En El testamento del Mago Tenor siempre llaman la atención del lector algunas ideas filosóficas sobre el ser humano o la modernidad: “La gente común debía ir a las tiendas a comprar las cosas porque sus vidas eran limitadas, y si esperaban a hacer las cosas se morían sin tenerlas”, “… la delincuencia se hacía más y más habitual en esa área del Punjab y escalaba peligrosamente hacia la criminalidad salvaje. Una modernidad más digerida, un capitalismo desprovisto de escrúpulos sociales y humanos, la desocupación, el proxenitismo se conjugaban para crear un estado de miseria y abandono al que las grandes ciudades y los poderes centrales cerraban los ojos”, se lee también en alguna parte de la obra.

— En El testamento del Mago Tenor permanece la idea de un asceta que se aleja de la modernidad…

“Bueno, ésa es una de las líneas, pero justamente qué curioso, ahora estoy escribiendo un relato, una novelita, que se me ocurrió leyendo un libro muy hermoso sobre los pintores chinos tradicionales; esos pintores que se iban a una cabaña a la montaña, eran pintores, poetas también.

“Se me ocurrió hacerlo en mi pueblo, Pringles; en mi pueblo había y sigue habiendo un arroyo que corre cerca del pueblo, no es un río, es un riacho, un arroyo pero muy arbolado, se me ocurrió hacer que un pintor del pueblo, de cuando yo era chico en los años 50, se va como los pintores chinos, a una pequeña cabaña en el arroyo a pensar, a sentir la naturaleza, la soledad, como un asceta.

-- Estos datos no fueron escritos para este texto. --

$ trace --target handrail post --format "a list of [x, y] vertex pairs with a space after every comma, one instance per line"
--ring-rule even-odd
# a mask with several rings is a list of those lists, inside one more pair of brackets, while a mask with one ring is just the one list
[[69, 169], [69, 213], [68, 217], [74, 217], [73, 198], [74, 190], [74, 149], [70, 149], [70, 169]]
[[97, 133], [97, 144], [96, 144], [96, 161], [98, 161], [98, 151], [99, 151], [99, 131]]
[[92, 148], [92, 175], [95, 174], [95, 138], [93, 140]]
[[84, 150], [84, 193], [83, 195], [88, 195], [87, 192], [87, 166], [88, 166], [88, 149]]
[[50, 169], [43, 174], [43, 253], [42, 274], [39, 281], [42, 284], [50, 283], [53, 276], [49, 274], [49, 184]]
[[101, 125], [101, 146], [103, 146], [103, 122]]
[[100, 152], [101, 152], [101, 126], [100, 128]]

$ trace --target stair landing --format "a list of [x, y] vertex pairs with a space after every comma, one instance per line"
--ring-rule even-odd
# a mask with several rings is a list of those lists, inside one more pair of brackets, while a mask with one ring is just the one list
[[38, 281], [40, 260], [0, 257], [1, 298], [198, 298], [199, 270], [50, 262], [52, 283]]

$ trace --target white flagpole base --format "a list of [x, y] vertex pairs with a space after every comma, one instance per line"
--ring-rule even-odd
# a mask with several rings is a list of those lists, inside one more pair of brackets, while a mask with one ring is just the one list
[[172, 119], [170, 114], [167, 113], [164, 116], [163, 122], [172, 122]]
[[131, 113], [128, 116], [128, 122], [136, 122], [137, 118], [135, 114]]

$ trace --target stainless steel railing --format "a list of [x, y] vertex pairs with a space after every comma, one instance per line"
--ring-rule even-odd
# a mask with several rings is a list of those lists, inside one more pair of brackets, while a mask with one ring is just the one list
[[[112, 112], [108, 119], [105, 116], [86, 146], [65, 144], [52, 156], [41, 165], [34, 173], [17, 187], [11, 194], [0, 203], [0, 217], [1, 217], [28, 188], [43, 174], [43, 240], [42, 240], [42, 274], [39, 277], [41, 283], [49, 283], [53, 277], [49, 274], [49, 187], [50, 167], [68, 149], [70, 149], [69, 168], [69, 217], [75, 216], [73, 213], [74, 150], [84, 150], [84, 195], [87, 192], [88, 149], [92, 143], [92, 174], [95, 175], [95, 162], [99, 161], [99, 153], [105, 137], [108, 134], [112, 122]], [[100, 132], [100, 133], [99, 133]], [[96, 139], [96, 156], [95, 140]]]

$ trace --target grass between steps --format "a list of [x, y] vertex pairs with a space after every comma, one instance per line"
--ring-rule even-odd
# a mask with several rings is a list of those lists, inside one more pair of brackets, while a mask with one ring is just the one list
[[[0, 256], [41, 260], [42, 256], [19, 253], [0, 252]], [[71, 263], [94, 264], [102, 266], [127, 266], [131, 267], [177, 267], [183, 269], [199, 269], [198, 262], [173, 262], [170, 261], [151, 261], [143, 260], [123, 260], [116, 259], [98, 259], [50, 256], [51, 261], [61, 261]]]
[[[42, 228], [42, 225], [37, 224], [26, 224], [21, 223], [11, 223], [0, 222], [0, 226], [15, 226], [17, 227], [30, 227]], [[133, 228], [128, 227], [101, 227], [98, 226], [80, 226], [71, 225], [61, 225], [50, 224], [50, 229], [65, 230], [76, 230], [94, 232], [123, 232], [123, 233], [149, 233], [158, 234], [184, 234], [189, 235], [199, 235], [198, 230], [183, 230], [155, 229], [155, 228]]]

“Quizás es algo que está en mí, ese deseo no materialmente de irme a una cabaña en la soledad como Soro en ‘Walden’, sino que el escritor, por el hecho mismo de escribir lo que está imaginando, está en cierto modo aislado del mundo; el mundo rebota y se mete en su cápsula, pero esa cápsula existe. El escritor lo mismo que el lector, el escritor mucho más, crea su propio mundo, su burbuja, y ahí adentro trata de vivir feliz”.

— Finalmente, en su crítica a la modernidad y el capitalismo, ¿hay algo de autobiografía en la idea del aislamiento?

“Nunca es del todo autobiográfico, pero siempre es autobiográfico, porque ese tipo de ideas surrealistas que a mí se me ocurren, ideas locas, cuando las estoy escribiendo siento la necesidad de poner algo mío, no necesariamente autobiográfico, sino algo que es importante para mí, porque si no queda como un mero juego de la inteligencia, un juego como hacer un crucigrama; es decir, no tiene algo profundo, propio”.